I want to add the infrastructure perspective since network reliability was mentioned. We’ve found that hybrid integration strategies work best when you have clear event classification. Here’s what we’ve learned across multiple implementations:
Network Reliability Considerations:
Real-time integration requires consistent network availability - aim for 99.5% uptime minimum. If your plant networks can’t meet this, real-time will cause more problems than it solves.
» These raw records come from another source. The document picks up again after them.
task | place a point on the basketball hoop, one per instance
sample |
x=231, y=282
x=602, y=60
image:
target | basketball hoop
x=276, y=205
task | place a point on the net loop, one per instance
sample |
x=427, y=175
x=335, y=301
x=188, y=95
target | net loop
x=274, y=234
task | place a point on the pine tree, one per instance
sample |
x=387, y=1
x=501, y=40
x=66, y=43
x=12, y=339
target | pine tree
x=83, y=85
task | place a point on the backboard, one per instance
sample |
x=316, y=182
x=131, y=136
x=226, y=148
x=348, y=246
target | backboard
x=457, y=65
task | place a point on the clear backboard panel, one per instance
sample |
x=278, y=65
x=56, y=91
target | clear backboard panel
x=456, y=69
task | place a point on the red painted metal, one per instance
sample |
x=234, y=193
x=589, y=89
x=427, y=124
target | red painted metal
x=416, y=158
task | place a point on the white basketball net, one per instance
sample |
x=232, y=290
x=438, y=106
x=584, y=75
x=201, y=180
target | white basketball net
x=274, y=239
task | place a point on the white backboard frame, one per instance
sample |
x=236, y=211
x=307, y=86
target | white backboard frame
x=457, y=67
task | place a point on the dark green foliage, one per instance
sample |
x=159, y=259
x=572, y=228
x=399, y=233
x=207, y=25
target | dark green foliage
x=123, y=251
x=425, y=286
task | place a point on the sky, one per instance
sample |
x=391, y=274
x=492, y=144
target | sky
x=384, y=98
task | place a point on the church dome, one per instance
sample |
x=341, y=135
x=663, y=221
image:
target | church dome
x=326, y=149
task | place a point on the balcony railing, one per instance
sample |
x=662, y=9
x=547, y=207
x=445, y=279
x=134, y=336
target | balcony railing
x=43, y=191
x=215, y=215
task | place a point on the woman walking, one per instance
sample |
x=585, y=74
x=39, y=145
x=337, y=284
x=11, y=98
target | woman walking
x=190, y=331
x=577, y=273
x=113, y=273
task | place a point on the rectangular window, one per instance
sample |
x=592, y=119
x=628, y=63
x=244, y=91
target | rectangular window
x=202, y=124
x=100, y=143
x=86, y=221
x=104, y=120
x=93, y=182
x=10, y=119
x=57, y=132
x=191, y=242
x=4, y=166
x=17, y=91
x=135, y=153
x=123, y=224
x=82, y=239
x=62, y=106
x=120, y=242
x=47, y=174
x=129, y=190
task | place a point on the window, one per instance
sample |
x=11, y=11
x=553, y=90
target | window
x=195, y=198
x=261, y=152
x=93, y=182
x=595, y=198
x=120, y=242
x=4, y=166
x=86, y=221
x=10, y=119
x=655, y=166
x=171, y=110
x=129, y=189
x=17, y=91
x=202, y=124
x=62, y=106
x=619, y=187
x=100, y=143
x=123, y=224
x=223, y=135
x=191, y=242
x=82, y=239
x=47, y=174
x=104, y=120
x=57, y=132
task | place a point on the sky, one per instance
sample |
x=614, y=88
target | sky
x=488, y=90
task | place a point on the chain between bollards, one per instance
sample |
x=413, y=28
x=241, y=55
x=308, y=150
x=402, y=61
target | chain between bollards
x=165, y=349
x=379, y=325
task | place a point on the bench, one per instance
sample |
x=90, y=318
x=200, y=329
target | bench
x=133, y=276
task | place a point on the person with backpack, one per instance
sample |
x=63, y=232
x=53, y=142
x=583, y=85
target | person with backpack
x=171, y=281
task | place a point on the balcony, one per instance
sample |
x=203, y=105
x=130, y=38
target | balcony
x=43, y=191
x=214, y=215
Key factors:
• Wireless networks are problematic for real-time - latency spikes during interference
• Wired networks are more predictable but still need quality of service (QoS) configuration
• Segment your network - don’t mix machine data traffic with office traffic
• Monitor packet loss - anything above 1% will cause issues with real-time protocols
Latency Requirements by Use Case:
Different scenarios have different tolerance:
• Machine downtime alerts: <5 seconds acceptable, real-time justified
• Quality failures: <30 seconds acceptable, near-real-time sufficient
• Production counts: <2 minutes acceptable, batch processing fine
• Temperature/pressure readings: <5 minutes acceptable, batch processing preferred (reduces noise)
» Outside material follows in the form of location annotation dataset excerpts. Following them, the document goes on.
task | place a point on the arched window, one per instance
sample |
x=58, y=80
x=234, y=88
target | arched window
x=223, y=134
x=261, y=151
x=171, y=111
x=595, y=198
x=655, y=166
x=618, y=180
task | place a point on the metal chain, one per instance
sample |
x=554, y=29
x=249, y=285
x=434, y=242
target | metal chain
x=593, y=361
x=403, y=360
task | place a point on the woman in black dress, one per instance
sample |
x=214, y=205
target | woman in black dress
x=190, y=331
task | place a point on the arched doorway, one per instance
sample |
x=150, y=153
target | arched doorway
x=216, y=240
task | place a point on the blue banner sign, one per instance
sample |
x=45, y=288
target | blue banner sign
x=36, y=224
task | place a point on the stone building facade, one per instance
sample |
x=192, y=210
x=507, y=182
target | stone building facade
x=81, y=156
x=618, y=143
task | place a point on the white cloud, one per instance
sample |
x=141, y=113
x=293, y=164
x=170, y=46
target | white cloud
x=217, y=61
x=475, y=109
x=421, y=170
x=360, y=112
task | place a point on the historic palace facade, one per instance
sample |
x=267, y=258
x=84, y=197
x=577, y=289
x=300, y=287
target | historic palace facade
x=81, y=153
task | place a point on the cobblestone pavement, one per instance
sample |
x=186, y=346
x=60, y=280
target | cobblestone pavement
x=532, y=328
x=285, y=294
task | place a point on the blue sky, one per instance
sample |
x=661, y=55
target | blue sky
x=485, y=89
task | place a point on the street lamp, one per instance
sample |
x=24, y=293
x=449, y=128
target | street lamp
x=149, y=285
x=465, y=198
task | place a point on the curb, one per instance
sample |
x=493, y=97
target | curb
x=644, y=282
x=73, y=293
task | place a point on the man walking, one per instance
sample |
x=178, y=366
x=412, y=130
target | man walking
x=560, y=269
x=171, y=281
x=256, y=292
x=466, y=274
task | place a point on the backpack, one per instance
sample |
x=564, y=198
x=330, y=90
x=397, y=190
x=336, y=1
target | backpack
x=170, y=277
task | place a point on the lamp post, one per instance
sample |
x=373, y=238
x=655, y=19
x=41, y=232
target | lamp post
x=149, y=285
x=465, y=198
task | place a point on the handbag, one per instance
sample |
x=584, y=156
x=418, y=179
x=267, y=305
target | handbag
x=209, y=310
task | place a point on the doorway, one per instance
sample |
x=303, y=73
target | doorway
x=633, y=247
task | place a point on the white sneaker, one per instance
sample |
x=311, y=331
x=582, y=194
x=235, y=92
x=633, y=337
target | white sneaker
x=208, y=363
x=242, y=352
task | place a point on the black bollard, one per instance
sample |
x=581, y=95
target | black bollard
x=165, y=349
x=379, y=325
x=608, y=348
• Tool wear indicators: <10 minutes acceptable, batch definitely sufficient
Hybrid Integration Strategy Framework:
The approach Susan and you mentioned works well. Here’s how to structure it:
-
Event Classification: Define three tiers - Critical (real-time), Important (near-real-time), Routine (batch)
-
Transport Layer: Use message queuing for real-time events (ensures delivery even if MES is briefly unavailable), REST APIs for batch uploads
-
Database Impact: Real-time events write to a hot table with short retention (24 hours), batch processes write to main tables. Reduces database contention.
-
Failover Logic: When real-time connection fails, queue events locally and switch to batch mode automatically. Resume real-time when connection restores.
Performance Optimization:
If you implement hybrid integration:
• Batch your routine updates but vary the batch timing across machines (don’t have 200 machines all sending updates at :00, :05, :10)
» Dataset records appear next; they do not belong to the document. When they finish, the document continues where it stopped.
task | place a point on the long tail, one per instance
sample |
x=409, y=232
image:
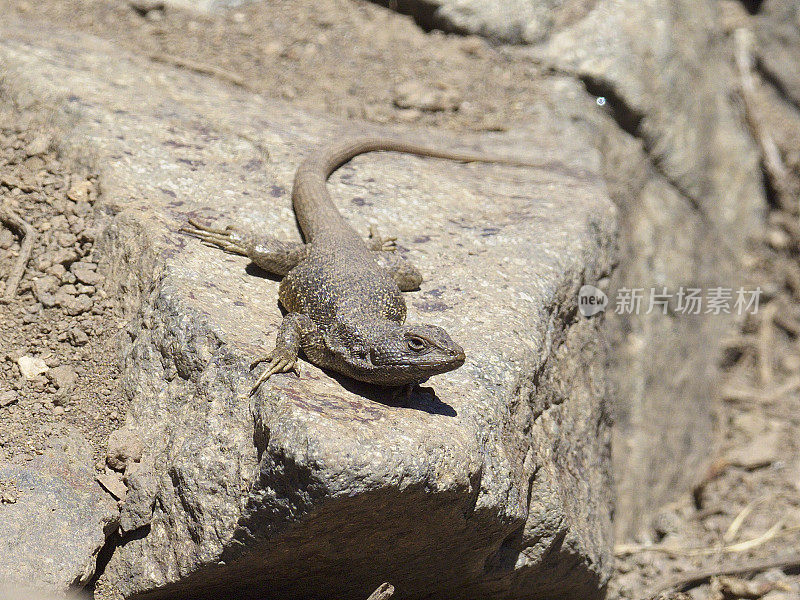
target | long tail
x=316, y=212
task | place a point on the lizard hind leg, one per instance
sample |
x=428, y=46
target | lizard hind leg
x=271, y=254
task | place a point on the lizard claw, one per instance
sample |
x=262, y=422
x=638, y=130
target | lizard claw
x=228, y=239
x=277, y=364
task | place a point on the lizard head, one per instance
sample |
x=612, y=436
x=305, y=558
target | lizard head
x=411, y=354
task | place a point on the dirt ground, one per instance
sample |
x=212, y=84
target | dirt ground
x=354, y=59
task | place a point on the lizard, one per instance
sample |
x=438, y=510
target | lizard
x=342, y=295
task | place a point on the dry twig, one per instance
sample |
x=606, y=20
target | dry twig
x=736, y=524
x=770, y=155
x=773, y=532
x=17, y=223
x=766, y=343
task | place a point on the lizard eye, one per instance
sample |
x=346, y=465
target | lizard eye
x=416, y=344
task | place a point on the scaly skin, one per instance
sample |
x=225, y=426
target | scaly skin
x=343, y=296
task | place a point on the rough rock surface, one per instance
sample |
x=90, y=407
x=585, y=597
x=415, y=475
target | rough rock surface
x=54, y=518
x=510, y=21
x=493, y=482
x=778, y=34
x=677, y=157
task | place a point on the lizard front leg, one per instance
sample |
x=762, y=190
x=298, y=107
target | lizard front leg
x=271, y=254
x=296, y=330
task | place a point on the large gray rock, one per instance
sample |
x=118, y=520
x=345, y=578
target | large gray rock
x=54, y=519
x=778, y=32
x=494, y=482
x=686, y=175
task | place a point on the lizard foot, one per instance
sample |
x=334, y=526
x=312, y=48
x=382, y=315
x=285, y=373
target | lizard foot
x=278, y=363
x=379, y=243
x=227, y=239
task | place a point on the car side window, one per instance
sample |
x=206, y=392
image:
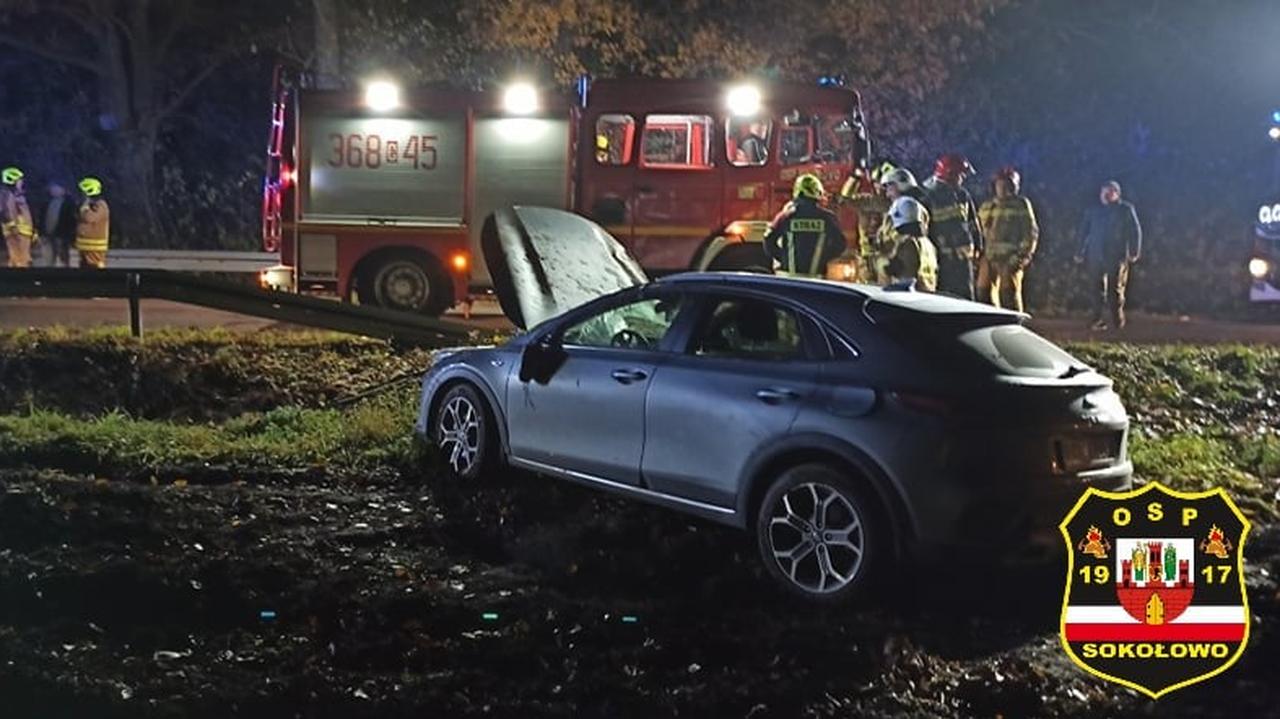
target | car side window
x=635, y=325
x=749, y=329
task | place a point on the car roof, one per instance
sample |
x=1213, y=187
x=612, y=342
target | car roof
x=923, y=302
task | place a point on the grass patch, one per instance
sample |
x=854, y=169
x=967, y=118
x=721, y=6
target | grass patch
x=1246, y=467
x=365, y=438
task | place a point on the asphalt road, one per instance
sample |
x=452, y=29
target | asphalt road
x=1143, y=329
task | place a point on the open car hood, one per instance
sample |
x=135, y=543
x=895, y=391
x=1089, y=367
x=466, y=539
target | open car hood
x=545, y=261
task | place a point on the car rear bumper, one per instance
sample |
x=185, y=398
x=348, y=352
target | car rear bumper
x=1020, y=523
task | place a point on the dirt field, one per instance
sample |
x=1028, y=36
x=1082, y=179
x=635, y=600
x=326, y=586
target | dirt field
x=525, y=598
x=305, y=590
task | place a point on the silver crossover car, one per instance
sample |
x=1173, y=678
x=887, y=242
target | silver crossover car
x=849, y=427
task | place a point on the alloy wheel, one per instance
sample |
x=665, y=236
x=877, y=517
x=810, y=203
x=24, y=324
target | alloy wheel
x=458, y=431
x=817, y=537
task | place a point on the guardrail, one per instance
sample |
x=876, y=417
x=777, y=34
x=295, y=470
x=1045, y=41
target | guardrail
x=188, y=260
x=136, y=285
• Use delta updates for batch processing - only send values that changed
• Compress batch payloads if sending large datasets
• Implement backpressure handling - if MES is slow to respond, increase batch intervals temporarily
The sweet spot we’ve found is real-time for about 10-15% of events (the critical ones), near-real-time (30-60 second batches) for another 20%, and regular batching (2-5 minutes) for the remaining 65-70%. This balances visibility with system load effectively.